Mesmo com esse cuidado (e
sem garantia de orçamento), a
Nasa exibe confiança de que levará astronautas de volta à Lua
em 2015. A missão seria um
"trampolim" para chegada depois em Marte.
Hoje, mesmo avessa a bordões, a agência poderia adotar
um slogan como "Assuma riscos, não falhe". Este é o título
de uma palestra que Brian
Muirhead, ex-engenheiro-chefe do JPL (Laboratório de Propulsão a Jato) -o grande berçário de tecnologias da Nasa-
vem ministrar no Brasil no mês
que vem (para empresários,
não para cientistas).
Em entrevista por telefone à
Folha, Muirhead, que acaba de
assumir a chefia de engenharia
do futuro programa tripulado à
Lua, falou sobre o novo espírito
da agência.
FOLHA - A proposta da missão tripulada à Lua enfrentou críticas do
grupo que defende as missões robóticas. Como o sr. acha que o orçamento da Nasa deve ser equilibrado?
MUIRHEAD - Essa é uma questão
importante com a qual temos
de lidar continuamente. Já trabalhei no lado robótico e nas
missões tripuladas também e
sei que há um papel para cada
uma delas. No meu entendimento, os robôs são muito capazes, mas existe um limite. Os
jipes em Marte hoje podem fazer coisas incríveis tomando algum tempo, mas um geólogo
humano pode fazer o mesmo
em uma pequena fração desse
tempo. Ele poderia cobrir muito mais do planeta e ter muito
mais idéias sobre o que está se
passando em Marte.
FOLHA - A Nasa está enviando uma
sonda a Marte em agosto, a Phoenix, para procurar água. O que ela
pode achar de novidade?
MUIRHEAD - A Phoenix vai para
uma latitude alta, cerca de 60
norte, onde há gelo na superfície ou perto da superfície. Isso é
novo. A missão foi projetada
para escavar esse gelo e recolher amostras para análise em
seus instrumentos. Será possível analisar a assinatura química do passado desse gelo e, talvez, achar evidências de compostos relacionados a processos biológicos. Não se trata de
encontrar coisas vivas lá, mas
de procurar por evidências da
química da vida.
FOLHA - Ainda há esperança de se
encontrar água líquida em Marte?
MUIRHEAD - Acho que pode
existir embaixo da superfície.
Não há nada líquido sobre a superfície, mas é totalmente possível que existam aqüíferos ou
reservatórios subterrâneos estáveis. Em parte, é por isso que
temos missões com radares como os da sonda Mars Reconnaissance Orbiter e Mars Express, da Europa, procurando
por esse tipo de evidência subterrânea.
FOLHA - Ainda vale a pena procurar
por vida em Marte?
MUIRHEAD - Absolutamente
sim. Isso é o que nossa missão
subseqüente, a Mars Science
Laboratory fará. Ela vai além
do "geólogo móvel" que foi a
Pathfinder e que o os jipes Spirit e Opportunity são. Ela vai
carregar um pacote científico
em que poderá fazer bioquímica, não apenas geologia. Queremos levá-la a um lugar onde a
água líquida possa ter existido
por muito tempo. A questão
passaria a ser se a vida teve ou
não tempo para surgir lá.
FOLHA - A Phoenix vai achar um
bom lugar para uma missão tripulada descer?

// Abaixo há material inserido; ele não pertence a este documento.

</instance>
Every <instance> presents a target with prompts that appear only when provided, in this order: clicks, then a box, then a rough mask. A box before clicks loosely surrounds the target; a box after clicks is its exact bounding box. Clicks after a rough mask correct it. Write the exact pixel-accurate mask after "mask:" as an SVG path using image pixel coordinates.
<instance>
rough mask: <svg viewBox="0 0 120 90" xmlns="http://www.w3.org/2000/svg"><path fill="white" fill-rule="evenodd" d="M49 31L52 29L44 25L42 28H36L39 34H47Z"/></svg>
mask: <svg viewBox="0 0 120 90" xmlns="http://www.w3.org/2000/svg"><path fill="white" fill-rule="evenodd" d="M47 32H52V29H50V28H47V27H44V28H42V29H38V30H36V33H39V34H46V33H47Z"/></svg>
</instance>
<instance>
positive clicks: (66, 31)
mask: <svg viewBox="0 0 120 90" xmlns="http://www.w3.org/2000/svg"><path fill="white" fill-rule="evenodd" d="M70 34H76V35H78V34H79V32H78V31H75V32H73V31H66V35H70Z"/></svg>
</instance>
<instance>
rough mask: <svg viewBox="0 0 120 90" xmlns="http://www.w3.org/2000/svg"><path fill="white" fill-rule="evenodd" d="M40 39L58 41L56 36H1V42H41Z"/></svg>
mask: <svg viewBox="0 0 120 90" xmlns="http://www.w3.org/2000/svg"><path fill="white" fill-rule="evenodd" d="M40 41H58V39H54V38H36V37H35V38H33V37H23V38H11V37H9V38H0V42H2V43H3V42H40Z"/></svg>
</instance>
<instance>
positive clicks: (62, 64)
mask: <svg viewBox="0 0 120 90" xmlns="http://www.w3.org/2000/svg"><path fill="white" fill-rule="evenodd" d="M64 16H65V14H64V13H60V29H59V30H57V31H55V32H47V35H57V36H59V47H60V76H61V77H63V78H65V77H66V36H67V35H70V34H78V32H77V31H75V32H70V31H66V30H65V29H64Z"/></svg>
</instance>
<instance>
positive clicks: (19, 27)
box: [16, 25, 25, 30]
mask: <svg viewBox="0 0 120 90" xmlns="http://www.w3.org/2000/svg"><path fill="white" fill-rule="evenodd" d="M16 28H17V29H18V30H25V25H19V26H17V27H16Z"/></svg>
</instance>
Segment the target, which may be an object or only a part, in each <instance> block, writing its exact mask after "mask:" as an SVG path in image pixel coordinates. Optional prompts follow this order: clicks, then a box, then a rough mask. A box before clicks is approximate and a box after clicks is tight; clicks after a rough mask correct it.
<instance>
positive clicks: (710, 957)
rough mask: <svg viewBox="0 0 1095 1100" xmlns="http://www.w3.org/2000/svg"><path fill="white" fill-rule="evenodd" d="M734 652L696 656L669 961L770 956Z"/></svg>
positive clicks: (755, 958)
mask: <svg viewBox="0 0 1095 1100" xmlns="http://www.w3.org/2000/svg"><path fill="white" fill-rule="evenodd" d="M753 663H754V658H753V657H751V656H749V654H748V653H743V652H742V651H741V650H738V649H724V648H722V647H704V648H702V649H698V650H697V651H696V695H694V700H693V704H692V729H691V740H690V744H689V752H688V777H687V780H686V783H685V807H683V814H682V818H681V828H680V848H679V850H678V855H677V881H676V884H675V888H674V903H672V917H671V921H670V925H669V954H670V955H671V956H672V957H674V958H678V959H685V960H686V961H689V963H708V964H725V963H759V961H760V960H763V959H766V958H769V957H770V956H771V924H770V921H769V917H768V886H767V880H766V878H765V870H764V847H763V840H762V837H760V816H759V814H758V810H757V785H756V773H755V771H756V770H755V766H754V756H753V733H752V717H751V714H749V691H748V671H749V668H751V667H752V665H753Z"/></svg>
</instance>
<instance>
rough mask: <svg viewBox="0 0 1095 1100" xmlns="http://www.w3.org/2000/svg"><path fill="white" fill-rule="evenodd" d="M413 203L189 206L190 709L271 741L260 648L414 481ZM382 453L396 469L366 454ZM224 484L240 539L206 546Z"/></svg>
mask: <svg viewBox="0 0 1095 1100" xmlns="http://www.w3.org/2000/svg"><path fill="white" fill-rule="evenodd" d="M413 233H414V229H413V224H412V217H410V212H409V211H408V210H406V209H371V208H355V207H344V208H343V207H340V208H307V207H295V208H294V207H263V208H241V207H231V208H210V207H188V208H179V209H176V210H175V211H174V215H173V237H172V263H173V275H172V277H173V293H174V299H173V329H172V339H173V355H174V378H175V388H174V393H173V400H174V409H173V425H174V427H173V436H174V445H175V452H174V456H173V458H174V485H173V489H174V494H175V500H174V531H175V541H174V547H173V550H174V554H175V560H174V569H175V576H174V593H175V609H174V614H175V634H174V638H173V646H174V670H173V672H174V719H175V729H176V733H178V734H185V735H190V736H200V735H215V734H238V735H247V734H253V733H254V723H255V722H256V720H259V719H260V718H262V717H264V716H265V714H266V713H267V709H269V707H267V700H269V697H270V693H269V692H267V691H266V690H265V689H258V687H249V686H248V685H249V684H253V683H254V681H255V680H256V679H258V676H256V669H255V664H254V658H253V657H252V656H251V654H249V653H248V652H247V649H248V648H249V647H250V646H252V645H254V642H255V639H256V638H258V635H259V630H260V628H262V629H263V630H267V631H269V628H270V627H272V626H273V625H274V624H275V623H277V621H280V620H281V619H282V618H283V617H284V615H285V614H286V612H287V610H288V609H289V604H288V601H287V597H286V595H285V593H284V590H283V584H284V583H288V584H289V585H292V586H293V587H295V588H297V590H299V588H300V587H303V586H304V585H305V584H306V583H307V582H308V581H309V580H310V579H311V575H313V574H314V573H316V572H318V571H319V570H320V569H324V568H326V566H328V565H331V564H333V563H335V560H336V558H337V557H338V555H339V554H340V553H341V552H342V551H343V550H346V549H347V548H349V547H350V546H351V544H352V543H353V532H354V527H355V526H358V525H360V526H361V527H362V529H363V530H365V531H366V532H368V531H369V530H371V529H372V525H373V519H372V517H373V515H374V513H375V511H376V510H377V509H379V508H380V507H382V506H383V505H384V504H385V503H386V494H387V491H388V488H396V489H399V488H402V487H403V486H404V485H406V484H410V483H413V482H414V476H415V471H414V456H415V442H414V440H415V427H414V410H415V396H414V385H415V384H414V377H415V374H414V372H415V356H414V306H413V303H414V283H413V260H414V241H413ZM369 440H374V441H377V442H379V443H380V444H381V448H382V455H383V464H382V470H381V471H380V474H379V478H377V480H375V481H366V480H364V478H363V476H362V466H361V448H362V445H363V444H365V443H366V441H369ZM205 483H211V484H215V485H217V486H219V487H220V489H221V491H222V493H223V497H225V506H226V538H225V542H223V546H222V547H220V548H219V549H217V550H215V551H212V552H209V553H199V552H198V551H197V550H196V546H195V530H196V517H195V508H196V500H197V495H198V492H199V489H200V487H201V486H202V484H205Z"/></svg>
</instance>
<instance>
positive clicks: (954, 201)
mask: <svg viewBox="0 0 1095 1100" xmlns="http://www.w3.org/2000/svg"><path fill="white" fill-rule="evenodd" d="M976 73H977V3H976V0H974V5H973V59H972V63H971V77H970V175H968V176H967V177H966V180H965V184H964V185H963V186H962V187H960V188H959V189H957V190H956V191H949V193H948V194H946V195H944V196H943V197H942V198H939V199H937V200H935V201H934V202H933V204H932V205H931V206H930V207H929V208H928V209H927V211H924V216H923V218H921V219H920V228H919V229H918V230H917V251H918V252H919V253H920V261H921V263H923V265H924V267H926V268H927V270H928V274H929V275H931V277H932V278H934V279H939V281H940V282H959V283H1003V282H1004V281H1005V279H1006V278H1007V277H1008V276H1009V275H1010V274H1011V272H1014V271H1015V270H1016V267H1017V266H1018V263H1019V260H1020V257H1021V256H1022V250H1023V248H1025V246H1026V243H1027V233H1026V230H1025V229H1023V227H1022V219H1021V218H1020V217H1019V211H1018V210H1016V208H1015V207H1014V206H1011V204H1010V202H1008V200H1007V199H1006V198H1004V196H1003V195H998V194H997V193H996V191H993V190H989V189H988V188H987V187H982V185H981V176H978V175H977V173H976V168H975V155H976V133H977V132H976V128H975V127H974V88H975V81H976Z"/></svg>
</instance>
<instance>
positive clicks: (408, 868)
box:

MUIRHEAD - A Phoenix, não.
Mas missões futuras com o
mesmo perfil da Mars Reconnaissance Orbiter -com uma
câmera de alta resolução e um
radar- seriam bastante úteis
para identificar um bom ponto
de aterrissagem. Mas estamos
ainda longe de escolher um.
Queremos achar um lugar que
tenha água líquida -ou mesmo
gelo- na superfície ou não
muito longe dela. Seria um lugar possível para produzir propelente [combustível], quebrando a água em hidrogênio e
oxigênio para o retorno, o que é
uma idéia importante.
FOLHA - Quando poderemos ver a
próxima espaçonave tripulada indo
para Lua?
MUIRHEAD - Estamos trabalhando com uma data em 2015,
quando devemos ter um novo
sistema integrado de foguete e
módulo de tripulação. Mas vai
depender, é claro, do financiamento. Infelizmente, a base
dos financiamentos do governo
dos EUA é anual e manter a
agenda das missões depende da
continuidade dos recursos.
FOLHA - O que a Nasa pretende estudar na Lua?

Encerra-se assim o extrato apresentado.